Still, Dijkstra’s admonition that we should work on programs does seem like it should be a decent fit for data-parallelism. Let us see if we can think about parallel filtering using this approach. First, let us define the problem:

Given an integer array xs, produce an array ys such that for all i, if and only if xs[i]>=0 then there is a j such that ys[j]==xs[i].

There are some problems with this definition:

  1. I am not being precise about the bounds of i and j, but to cut down on clutter I am just going to follow the convention that we only consider the i and j that are in-bounds relative to how they are used.

  2. The definition implicitly assumes that xs has no duplicate elements. This is not a big problem, as one can always obtain this property simply by tagging each element with its index.

  3. It does not state that the relative ordering of elements in ys should be the same as in xs.

Point 3 is a pretty major flaw, so let us try to refine how xs (the input) and ys (the result) are related:

For all j, then ys[j]==xs[i] if and only if xs[i]>=0 and j is the size of the set {xs[l]>=0 | l < i}.
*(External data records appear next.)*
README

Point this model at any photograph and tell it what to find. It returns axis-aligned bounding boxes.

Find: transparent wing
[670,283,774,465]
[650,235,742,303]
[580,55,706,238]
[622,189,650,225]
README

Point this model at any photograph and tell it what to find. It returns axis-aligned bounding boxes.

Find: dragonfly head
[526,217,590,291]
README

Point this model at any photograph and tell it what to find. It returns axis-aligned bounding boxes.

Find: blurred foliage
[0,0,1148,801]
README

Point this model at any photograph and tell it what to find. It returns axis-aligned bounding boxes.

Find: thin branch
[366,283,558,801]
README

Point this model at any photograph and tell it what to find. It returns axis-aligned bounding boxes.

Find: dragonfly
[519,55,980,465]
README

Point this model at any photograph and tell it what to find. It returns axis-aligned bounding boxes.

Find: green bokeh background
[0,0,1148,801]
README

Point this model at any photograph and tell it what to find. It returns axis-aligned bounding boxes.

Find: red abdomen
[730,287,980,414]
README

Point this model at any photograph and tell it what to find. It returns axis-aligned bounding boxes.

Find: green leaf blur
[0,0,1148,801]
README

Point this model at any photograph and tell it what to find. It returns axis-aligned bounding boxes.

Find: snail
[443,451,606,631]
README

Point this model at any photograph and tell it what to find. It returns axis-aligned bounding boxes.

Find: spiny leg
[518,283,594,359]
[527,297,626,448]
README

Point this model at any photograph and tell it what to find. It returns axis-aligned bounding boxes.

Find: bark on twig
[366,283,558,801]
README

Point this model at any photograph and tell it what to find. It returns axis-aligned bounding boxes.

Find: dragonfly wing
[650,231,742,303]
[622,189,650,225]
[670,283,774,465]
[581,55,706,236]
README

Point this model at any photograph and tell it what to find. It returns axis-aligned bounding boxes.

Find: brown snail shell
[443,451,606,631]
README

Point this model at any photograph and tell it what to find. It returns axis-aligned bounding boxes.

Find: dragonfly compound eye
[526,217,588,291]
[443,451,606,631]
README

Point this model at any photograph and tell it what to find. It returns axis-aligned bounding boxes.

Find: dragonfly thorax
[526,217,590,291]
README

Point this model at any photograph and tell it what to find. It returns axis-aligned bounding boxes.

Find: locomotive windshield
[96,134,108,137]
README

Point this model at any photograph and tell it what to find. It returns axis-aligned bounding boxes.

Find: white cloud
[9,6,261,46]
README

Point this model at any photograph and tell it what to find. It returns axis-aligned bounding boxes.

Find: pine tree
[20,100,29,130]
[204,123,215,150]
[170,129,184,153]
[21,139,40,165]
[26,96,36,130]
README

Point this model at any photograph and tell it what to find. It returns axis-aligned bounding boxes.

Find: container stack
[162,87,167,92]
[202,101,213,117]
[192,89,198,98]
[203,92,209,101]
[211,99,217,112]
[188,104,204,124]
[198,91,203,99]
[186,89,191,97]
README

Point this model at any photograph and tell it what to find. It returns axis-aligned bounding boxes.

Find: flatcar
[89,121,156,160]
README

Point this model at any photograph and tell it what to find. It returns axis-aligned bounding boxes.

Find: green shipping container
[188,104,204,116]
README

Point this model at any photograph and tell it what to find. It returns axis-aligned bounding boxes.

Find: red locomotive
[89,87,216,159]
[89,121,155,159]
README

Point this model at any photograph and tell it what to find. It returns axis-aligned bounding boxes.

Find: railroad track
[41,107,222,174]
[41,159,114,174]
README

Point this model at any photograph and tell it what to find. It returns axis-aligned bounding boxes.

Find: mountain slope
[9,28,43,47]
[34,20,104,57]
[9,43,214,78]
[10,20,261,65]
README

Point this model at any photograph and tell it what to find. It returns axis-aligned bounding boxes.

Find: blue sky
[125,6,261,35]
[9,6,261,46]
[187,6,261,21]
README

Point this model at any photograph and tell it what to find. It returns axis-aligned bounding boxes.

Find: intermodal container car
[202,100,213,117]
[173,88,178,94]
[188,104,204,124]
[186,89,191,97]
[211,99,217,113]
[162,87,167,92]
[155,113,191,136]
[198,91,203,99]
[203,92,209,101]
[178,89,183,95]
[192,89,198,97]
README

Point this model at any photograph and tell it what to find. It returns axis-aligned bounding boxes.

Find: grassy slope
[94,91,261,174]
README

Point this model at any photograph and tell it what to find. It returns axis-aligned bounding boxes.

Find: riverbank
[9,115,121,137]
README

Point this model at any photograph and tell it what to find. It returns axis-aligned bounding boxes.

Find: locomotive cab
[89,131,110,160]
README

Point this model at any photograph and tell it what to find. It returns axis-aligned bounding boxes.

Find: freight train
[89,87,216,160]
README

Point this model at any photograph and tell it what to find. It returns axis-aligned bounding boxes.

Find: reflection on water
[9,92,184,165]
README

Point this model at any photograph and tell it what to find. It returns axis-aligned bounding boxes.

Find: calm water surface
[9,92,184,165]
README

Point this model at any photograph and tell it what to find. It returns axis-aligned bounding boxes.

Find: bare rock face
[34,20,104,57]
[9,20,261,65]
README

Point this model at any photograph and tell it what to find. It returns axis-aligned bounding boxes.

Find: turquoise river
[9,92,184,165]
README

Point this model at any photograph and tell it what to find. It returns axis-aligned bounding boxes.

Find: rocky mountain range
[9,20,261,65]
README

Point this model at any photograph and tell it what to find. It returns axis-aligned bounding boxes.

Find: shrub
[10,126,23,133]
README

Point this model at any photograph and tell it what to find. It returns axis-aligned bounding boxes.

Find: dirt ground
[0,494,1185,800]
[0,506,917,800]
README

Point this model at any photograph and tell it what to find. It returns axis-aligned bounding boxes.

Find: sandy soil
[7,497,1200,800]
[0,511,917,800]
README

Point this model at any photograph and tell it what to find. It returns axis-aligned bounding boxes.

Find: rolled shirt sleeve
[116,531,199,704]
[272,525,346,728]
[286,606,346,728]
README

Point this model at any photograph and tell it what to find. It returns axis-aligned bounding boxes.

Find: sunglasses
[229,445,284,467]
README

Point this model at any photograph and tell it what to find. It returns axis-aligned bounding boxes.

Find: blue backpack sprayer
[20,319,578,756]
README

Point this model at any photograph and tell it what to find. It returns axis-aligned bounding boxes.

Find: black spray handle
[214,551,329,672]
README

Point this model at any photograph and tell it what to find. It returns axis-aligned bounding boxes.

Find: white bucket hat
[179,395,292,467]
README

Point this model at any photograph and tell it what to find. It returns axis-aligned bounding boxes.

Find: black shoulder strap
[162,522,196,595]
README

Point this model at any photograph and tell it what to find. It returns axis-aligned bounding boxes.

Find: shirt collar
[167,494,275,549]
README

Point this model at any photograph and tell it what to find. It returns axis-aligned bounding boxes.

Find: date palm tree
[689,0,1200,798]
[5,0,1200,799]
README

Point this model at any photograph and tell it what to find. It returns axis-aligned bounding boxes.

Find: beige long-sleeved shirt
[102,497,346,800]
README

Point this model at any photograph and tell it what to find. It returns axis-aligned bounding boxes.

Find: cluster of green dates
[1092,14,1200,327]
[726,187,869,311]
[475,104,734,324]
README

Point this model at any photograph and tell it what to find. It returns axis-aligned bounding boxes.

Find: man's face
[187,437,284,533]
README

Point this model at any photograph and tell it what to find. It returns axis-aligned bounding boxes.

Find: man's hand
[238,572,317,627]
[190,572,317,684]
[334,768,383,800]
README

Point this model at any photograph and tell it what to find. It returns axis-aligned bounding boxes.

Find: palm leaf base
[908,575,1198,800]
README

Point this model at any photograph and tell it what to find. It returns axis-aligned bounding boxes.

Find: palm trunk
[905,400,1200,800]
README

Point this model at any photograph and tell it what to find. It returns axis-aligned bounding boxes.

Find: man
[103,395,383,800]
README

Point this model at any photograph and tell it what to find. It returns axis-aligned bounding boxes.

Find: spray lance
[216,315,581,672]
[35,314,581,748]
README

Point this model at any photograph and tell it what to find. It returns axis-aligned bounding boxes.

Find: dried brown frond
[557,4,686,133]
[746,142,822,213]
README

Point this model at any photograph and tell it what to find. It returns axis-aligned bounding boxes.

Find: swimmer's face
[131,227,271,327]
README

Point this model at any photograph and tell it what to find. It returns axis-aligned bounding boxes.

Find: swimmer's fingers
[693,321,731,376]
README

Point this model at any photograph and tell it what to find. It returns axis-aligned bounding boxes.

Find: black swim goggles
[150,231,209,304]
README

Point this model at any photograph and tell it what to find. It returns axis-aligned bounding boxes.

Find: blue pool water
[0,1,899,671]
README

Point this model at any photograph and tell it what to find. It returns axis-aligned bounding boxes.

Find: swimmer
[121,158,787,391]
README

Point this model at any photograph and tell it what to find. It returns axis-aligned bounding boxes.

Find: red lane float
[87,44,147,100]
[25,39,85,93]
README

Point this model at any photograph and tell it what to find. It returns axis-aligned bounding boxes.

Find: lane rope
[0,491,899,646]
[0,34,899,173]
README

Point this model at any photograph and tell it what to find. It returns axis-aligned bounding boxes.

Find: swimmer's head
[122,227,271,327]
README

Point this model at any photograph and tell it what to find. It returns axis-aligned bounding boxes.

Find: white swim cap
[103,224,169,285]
This specification really just says “the position in the output for a non-negative number xs[i] is equal to the number of non-negative numbers preceding xs[i] in xs.

Now the problem becomes: for each xs[i] where xs[i]>=0 compute the corresponding j, which we denote i_j. Following the definition of j and using the convention of treating truth as 1 and falsehood as 0, we get:

i_j = sum {xs[l]>=0 | l < i}

Since the valid is form an array (they are indexes, after all), this is exactly computing the sum of the prefixes of xs, which is just what an exclusive scan does. So this expression forms the i_js for all the is we care about, as well as those we do not:

exscan (+) 0 (map (\x -> if x >=0 then 1 else 0) xs)

From here it is not so difficult to also suss out the need for a scatter.

I would be speaking an untruth if I said that I had used this approach to derive data-parallel algorithms myself - I am a hacker of heart, and I find that my style of thinking is much more geared towards thinking about what happens than what something is. But I cannot say that Dijkstra is wrong, and I think I will have to try out his approach in the future.